Comparing the Overall Mean Score across the results is shown in the following chart, clearly showing MemMachine taking the top spot (higher is better).
Our performance on the LoCoMo benchmark positions MemMachine at the forefront of the competitive landscape. With an overall score of 0.8487, MemMachine demonstrably outperforms many of the most-cited systems, including Mem0, Zep, and Memobase. This result validates our architectural choices, proving that a well-structured Episodic Memory system yields superior results.
The following chart visualizes the category results.
MemMachine is the new benchmark for production-grade AI agent memory. We provide the foundational accuracy and a high-performance system required for building robust, reliable, and intelligent agents for a wide array of applications. For developers and enterprises seeking a memory solution that just works and works exceptionally well, MemMachine stands as the new industry leader.
Conclusion
The LoCoMo benchmark has established a new standard for evaluating AI agent memory, and our results prove that a new leader has emerged. While early solutions like Memobase and Mem0 set the stage for innovation, MemMachine has shown that a refined, production-ready system can achieve superior performance. We believe the agent of the future will need a memory far more sophisticated than today’s, and our top-tier performance on LoCoMo is a powerful validation of our approach.
Our philosophy is simple: we’re not just trying to win at a benchmark; we’re striving to build a memory solution that functions like a human brain, with comprehensive recall and context that endures over time. Our success on the LoCoMo benchmark proves that this approach is not only viable, but it’s the best way forward.
If our vision for a more intelligent and reliable agent resonates with you, we’d love for you to try it, tweak it, or challenge it.
- Explore the code on GitHub
- Try it live in our Playground
- Check out our website, where you’ll find use cases, examples, and more.
- Join the conversation on our Discord Server. Ask questions, share your projects, and connect with other developers.
Appendix A
When comparing LoCoMo benchmark results from various sources, you might notice discrepancies in how categories are reported. We want to clarify our approach and the reason behind it.

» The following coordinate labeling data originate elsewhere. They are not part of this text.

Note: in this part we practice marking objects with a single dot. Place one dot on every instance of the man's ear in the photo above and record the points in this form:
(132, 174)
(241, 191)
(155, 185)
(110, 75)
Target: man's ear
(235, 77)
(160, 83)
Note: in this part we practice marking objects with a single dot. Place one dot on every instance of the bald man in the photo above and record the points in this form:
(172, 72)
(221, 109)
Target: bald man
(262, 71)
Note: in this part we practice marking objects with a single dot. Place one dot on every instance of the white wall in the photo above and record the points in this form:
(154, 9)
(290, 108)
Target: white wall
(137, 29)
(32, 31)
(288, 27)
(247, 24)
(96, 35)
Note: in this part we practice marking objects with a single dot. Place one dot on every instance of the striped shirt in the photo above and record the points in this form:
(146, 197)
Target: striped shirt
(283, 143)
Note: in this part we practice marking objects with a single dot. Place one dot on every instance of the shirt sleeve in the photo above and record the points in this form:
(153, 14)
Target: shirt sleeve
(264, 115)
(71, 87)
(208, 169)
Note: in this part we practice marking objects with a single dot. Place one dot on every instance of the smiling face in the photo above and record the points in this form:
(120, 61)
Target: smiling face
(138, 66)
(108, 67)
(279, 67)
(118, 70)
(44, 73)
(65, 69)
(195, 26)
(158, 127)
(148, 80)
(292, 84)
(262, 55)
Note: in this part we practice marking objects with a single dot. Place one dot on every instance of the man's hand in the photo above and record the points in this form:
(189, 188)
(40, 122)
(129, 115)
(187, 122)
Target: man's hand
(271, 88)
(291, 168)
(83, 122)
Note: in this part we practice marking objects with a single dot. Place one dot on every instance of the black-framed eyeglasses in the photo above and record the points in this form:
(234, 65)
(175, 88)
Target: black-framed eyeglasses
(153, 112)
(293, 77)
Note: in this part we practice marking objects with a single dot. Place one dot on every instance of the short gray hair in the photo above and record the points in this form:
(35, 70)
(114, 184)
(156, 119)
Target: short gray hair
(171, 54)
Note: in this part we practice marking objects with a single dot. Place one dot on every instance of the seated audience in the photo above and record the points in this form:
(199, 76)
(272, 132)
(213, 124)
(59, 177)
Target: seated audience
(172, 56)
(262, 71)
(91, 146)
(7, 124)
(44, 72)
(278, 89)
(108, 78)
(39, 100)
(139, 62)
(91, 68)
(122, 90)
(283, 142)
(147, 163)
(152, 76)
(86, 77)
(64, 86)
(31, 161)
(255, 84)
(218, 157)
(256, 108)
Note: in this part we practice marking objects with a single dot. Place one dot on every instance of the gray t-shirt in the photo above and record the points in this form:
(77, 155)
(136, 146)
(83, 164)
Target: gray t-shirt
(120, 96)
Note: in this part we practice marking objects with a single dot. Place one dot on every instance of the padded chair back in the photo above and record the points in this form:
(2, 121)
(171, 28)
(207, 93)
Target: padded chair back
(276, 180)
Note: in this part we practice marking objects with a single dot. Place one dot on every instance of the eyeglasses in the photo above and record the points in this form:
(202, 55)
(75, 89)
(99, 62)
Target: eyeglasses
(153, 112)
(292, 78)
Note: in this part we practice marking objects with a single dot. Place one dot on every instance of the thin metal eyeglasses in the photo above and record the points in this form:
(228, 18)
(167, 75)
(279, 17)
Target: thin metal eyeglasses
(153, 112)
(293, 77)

Section 4.1 of the LoCoMo paper describes the five distinct reasoning categories for the Question Answering task. The paper presents them in a numbered list:
“For a comprehensive assessment of this memory, we introduce a question-answering task divided into five distinct reasoning categories: (1) Single-hop questions require answers based on a single session; (2) Multi-hop questions require synthesizing information from multiple different sessions; (3) Temporal reasoning questions can be answered through temporal reasoning and capturing time-related data cues within the conversation; (4) Open-domain knowledge questions can be answered by integrating a speaker’s provided information with external knowledge such as commonsense or world facts; (5) Adversarial questions are designed to trick the agent into providing wrong answers, with the expectation that the agent will correctly identify them as unanswerable.”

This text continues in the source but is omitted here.